Seleena whirled around, making the mousy Marlie jump back a step. “Did I ask you what the fuck? Just find out. I want to know where she is when I interview Patricia Hobart and the cop who killed her brother. And I want then and now pictures of her. Move your ass, Marlie.”

Seleena slapped the door closed.

“We’ll see who wins this round,” she muttered.

* * *

Simone won. She spent the weeks surrounding the anniversary traveling in Arizona, New Mexico, Nevada. She did sketches, took photos of the desert, the canyons, the people, imagined translating those colors, textures, shapes, those faces and forms, into art with clay.

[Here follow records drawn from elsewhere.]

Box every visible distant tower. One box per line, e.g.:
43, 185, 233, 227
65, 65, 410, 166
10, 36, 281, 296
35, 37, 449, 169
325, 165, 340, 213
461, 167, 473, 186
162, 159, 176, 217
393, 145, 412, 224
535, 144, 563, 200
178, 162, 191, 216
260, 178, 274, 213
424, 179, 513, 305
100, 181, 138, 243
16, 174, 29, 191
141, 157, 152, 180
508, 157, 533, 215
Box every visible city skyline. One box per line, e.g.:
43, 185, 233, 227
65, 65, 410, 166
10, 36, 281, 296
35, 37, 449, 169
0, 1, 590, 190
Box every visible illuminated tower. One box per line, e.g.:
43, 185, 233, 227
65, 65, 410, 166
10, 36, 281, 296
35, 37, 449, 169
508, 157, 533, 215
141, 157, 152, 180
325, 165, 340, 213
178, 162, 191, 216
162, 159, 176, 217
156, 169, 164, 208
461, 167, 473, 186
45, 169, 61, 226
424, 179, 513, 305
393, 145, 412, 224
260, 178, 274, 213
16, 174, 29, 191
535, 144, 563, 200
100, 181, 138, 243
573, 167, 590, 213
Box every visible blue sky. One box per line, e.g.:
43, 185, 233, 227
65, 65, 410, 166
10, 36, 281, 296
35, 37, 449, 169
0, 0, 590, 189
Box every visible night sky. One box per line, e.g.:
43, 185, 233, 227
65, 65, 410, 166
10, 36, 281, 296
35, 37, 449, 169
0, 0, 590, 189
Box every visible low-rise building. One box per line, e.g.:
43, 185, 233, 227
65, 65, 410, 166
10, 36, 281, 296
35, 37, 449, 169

She basked in the solitude, reveled in exploring a land as different to her eye from the east coast of Maine as Mars was from Venus. With no one to answer to but her own whims, she stopped when and where she liked, stayed as long as it suited her.

When she finally headed east, she detoured north through Wyoming, into Montana, where she bought more sketchbooks, and gave in to an impulse for cowboy boots.